W. Scott Quinlan, Bradley’s attorney in the earlier criminal case, said Bradley did not knowingly approve fraudulent overtime hours. Developmental center officers routinely claimed thousands of extra work hours a year, Quinlan said, giving Bradley no cause to question Gardner’s timesheets.

“At the time, it didn’t ring a bell with him,” Quinlan said.

Officials at the state Department of Developmental Services, which operates the centers and police force, worked with state prosecutors to build the criminal case against Bradley and Gardner, Terri Delgadillo, the agency’s director, said in a written statement. The department is “pleased that charges have been filed,” she wrote.

“The department will continue to conduct administrative and criminal investigations as warranted and take aggressive disciplinary action against employees found to have abused overtime, including dismissal,” Delgadillo’s statement said.

State prosecutors are reopening the criminal case against Gardner and Bradley as scrutiny of the Office of Protective Services has intensified. In response to reporting by California Watch, state lawmakers this month ordered the California State Auditor to examine the force’s handling of criminal investigations and overtime spending.
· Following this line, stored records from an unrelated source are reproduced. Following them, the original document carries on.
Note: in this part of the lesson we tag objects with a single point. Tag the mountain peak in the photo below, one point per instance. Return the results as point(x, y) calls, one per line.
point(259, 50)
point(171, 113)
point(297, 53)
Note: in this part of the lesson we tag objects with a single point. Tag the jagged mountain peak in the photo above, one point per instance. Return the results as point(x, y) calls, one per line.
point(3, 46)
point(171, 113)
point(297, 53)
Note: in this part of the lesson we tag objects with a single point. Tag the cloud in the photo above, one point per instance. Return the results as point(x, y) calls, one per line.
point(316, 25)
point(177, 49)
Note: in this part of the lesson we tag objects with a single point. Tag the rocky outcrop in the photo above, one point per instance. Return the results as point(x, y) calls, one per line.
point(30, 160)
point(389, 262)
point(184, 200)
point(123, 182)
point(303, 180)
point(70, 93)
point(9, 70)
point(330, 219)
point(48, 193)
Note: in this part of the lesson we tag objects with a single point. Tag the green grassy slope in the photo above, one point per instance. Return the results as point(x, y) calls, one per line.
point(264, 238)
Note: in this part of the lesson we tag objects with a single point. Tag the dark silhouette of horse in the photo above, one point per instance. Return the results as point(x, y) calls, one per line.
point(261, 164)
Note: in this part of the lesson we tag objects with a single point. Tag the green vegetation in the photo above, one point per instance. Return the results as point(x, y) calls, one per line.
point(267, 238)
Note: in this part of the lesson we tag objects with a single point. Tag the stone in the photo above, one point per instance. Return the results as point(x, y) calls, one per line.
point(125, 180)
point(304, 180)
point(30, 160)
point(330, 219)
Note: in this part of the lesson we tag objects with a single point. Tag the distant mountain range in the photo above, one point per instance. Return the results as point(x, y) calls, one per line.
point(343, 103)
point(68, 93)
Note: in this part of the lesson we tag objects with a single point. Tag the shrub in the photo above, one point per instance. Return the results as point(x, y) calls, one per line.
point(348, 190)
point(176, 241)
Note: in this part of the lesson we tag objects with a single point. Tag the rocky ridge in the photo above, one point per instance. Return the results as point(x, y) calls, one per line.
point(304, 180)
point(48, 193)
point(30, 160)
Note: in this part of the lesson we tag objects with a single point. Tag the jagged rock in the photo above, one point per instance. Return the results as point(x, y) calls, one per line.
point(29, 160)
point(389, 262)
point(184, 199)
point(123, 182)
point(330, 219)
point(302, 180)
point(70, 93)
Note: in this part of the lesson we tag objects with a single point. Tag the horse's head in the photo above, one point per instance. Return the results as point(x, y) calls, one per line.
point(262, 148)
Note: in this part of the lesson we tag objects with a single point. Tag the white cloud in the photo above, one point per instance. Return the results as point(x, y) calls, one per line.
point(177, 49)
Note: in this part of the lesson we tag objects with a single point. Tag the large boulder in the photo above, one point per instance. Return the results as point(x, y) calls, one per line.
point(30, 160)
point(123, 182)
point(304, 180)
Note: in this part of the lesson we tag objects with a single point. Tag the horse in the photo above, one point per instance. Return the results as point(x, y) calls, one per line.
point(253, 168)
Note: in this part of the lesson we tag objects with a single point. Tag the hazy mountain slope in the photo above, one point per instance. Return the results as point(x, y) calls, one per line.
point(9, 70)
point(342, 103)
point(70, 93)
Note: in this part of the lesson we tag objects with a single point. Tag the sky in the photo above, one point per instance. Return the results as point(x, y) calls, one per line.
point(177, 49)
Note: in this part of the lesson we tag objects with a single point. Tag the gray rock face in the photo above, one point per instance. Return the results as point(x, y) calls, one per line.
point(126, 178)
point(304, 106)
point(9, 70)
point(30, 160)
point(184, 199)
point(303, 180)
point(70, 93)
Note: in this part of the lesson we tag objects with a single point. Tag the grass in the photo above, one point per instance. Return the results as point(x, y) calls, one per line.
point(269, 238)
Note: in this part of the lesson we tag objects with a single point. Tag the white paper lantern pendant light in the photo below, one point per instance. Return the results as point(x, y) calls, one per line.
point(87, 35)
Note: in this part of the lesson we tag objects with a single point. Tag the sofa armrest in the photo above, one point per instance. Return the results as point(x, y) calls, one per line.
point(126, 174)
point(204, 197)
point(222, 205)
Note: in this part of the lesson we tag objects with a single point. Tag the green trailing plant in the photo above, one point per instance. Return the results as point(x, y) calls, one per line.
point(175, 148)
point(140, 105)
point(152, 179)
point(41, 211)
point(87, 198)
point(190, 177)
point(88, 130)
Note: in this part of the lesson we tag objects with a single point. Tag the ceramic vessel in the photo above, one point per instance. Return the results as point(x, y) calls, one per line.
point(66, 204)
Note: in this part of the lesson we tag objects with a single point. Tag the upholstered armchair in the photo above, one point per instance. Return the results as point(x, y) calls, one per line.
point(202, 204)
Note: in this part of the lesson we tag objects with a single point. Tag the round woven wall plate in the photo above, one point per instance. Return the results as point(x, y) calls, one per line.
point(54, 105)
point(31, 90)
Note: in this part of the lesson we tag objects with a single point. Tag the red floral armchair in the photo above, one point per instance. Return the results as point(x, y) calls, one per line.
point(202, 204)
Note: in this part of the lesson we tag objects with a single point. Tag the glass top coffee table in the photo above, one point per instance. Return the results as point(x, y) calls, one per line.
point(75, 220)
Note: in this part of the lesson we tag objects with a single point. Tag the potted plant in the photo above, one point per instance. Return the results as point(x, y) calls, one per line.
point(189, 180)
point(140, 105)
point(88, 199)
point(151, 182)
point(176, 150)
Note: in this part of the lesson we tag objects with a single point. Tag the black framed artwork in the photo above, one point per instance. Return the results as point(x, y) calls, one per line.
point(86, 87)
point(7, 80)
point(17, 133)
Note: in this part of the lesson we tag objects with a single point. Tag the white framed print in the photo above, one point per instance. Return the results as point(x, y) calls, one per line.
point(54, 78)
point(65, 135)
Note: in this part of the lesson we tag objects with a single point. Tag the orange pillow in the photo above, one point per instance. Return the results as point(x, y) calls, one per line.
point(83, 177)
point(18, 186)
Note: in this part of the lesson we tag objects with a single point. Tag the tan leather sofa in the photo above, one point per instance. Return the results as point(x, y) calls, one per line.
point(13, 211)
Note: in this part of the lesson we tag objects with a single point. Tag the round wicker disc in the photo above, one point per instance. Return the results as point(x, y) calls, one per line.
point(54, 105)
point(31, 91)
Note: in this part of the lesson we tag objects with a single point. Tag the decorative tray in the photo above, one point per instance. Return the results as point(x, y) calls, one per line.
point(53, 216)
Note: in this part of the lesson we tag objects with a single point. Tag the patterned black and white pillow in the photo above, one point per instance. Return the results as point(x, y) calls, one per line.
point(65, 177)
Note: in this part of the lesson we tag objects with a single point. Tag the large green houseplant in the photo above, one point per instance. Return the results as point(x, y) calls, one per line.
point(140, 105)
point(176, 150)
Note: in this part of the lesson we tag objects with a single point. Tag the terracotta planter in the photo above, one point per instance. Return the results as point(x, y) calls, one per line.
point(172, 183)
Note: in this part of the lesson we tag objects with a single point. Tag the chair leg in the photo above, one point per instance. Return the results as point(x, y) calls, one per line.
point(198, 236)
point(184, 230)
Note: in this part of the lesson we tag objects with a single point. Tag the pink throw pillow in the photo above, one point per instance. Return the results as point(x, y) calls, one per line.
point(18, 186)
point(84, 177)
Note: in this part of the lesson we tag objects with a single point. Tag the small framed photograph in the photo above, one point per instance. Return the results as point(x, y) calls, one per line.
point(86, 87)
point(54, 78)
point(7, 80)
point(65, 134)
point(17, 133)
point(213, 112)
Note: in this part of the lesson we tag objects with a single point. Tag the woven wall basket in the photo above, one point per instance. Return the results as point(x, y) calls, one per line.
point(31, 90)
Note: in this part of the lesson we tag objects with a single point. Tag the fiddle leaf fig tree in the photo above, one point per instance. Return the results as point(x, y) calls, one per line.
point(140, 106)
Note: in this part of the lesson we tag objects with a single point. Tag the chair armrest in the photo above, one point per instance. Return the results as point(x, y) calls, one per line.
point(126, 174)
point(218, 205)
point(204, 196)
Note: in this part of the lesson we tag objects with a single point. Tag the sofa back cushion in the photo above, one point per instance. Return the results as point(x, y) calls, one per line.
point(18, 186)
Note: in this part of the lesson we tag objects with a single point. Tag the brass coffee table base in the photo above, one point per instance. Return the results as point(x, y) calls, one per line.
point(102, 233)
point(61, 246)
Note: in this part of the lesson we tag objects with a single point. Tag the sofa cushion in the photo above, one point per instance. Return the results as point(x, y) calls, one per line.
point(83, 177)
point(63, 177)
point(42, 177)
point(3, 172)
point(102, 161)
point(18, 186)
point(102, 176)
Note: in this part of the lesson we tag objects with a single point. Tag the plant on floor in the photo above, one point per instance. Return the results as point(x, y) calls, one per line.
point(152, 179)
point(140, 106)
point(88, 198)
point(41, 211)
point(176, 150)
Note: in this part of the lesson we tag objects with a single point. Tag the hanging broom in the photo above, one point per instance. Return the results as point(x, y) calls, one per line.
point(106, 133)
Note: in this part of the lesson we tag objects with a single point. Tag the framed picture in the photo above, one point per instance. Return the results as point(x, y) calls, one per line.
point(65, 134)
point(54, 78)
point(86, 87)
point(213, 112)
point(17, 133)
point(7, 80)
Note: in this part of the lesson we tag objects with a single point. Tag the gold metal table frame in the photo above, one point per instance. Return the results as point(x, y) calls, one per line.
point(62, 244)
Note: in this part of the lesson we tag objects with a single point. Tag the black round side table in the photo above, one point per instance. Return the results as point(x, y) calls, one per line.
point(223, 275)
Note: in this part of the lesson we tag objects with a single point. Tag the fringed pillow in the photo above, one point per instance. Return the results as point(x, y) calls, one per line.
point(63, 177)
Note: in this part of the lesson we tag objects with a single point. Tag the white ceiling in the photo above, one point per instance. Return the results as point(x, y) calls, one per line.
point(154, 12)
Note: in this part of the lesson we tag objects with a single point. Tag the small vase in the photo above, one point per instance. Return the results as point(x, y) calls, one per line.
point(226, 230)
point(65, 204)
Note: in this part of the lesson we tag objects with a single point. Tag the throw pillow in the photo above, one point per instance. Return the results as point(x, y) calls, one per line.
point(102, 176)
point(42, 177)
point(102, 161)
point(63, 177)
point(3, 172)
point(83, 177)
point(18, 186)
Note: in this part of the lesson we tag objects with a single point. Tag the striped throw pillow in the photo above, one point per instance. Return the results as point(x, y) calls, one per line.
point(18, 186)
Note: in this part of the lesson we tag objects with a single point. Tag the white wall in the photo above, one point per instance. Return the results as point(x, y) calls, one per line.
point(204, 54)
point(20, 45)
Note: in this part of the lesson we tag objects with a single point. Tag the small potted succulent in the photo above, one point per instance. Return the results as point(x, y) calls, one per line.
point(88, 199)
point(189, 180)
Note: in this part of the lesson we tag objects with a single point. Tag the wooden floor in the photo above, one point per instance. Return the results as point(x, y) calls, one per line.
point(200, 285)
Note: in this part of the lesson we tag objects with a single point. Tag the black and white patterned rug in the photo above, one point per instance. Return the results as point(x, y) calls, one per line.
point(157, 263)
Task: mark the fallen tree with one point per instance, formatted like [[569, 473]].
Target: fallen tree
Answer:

Police at the centers failed to conduct basic police work even when patients died under mysterious circumstances over the past decade. State officials have documented hundreds of cases at the facilities of abuse and unexplained injuries, almost none of which have led to arrests.

Meanwhile, the force is among the most proficient in the state at accumulating overtime, California Watch found.

Twenty-two officers, roughly a fourth of the force, collected enough overtime to double their salaries at least once during the past four years, state pay data shows. The Office of Protective Services paid officers overtime to patrol the Agnews Developmental Center in San Jose for two years after the facility closed in March 2009.

One patrol officer at the Porterville center, Thomas Lopez, has routinely doubled and even tripled his base pay with overtime hours. In 2008, Lopez received $146,000 in extra pay. To achieve that income level, he would have had to work 107 hours each week for the entire year, without any vacation or leave time.

In an interview with California Watch earlier this year, Lopez acknowledged he has slept during overtime shifts. He did not respond to a phone call seeking comment yesterday.

In June, the state Department of Developmental Services opened an internal investigation of Lopez’s overtime hours.

The attorney general’s office took over the investigation into Bradley and Gardner last year at the request of the Tulare County district attorney. State prosecutors are not investigating other overtime spending at the Office of Protective Services, said Lynda Gledhill, a spokeswoman for the attorney general.

Bradley and Gardner are charged with embezzlement of public funds, grand theft and making fraudulent claims, court records show. Bradley faces three additional counts for “public officer” crimes related to his alleged failure to protect public money.

Gledhill said the court issued arrest warrants for the former police officers. The Porterville Police Department took Bradley into custody Wednesday night but had not yet located Gardner as of yesterday afternoon. Bradley posted bond and was released.

Bradley started at the Office of Protective Services as a security guard in 1998. He moved up the ranks at the Lanterman and Porterville centers until the department named him chief of the force in 2008. The Department of Developmental Services fired Bradley in July 2010, about five months after the grand jury indicted him and Gardner. He is appealing his termination with the State Personnel Board.

Gardner joined with the developmental center force as a patrol officer in 1998 and received a promotion to detective in 2007, personnel records show. Gardner resigned his post a few days before the department fired Bradley.